Look, man—I’m not going to waste my time disagreeing with you that Michael Sembello’s 1983 hit “Maniac” is a pretty foolish song. There’s no denying it’s wonderful cheesiness. Does it really matter anyway? Schindler’s List and Forrest Gump are brilliantly written cinematic masterpieces, but that doesn’t make Dumb and Dumber any less enjoyable.
Get off your soap box, dude.
I loved “Maniac”, though to be fair probably more so for the video than the track itself. Back during the rise of the MTV generation music videos were often as important, and occasionally more so than the actual record. The song was alright to me, but the accompanying video in it had me obsessed. Thank you, Marine Johan (who?!?!).
The second single from the Flashdance soundtrack on my list (Irene Cara came in at No. 66 earlier), I’ll repeat much of what I said when describing Cara’s hit. I was totally into watching Jennifer Beals boogie and the video for “Maniac” was pretty much a non-stop montage of what appeared to Beals dancing.
Of course, I later learned the dance scenes were all body double Marine Johan emulating Beals. Sad!
The funniest part about the song’s inclusion in 80s pop culture lore is that it was sent to Paramount Pictures by Sembello’s wife accidently. The lyrics originally were inspired by a tiny budget horror movie sharing the same title as the song. The studio liked the song and wanted to use it but had Sembello change the lyrics to reflect a woman being a maniac on a dance floor, as opposed to a knife wielding psychopath.

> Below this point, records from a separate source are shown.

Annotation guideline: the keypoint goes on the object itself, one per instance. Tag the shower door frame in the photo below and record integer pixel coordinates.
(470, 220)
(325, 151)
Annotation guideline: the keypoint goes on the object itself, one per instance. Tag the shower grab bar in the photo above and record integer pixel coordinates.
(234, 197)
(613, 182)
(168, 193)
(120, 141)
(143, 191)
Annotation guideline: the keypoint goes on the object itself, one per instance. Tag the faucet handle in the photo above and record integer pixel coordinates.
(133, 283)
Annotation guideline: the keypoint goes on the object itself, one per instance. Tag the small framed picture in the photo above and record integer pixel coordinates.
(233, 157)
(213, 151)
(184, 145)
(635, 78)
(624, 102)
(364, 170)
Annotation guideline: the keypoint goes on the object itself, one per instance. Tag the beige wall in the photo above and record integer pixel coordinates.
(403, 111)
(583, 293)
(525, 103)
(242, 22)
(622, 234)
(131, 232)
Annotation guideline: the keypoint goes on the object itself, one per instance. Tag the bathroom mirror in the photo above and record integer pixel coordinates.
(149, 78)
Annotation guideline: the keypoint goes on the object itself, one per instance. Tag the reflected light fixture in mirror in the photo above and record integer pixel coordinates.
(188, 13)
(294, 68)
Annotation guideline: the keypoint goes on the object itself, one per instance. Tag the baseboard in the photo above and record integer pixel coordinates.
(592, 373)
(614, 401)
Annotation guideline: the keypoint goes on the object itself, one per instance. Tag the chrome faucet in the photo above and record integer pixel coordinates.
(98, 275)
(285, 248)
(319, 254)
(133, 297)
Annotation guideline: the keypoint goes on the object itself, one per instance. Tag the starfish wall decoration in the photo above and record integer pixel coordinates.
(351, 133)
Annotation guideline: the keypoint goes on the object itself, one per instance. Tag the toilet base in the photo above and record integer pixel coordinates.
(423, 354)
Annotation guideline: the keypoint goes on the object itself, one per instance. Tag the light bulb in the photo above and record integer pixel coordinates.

“Maniac” along Oliva Newton John’s “Physical” (more on that song soon enough) essentially became anthems at fitness classes. I may have gotten my exercise on to “Maniac” a time or two myself.
Chart Success: “Maniac” was one of the biggest hits of 1983—reaching number-one on the Billboard Top 100 and stayed at the top for two weeks in September before being knocked off by Billy Joel’s “Tell Her About It.” The song spent 22 weeks on the charts and finished ’83 ninth on the year-end Billboard Top 100.
Great Lyrics: Just a steel town girl on a Saturday night. Who on this earth wouldn’t desire a steel town girl?
“It can cut you like a knife
If the gift becomes the fire
On the wire between will and what will be
She’s a maniac, maniac on the floor
And she’s dancing like she’s never danced before”
Fun Fact: The video for “Maniac” made music video history, becoming the first song ever to have its accompanying video feature scenes from the movie exclusively. In that way it was a pioneer in the music video game. The downside, at least for Sembello is as a result (plus being a one hit wonder) I never even knew what the dude looked like.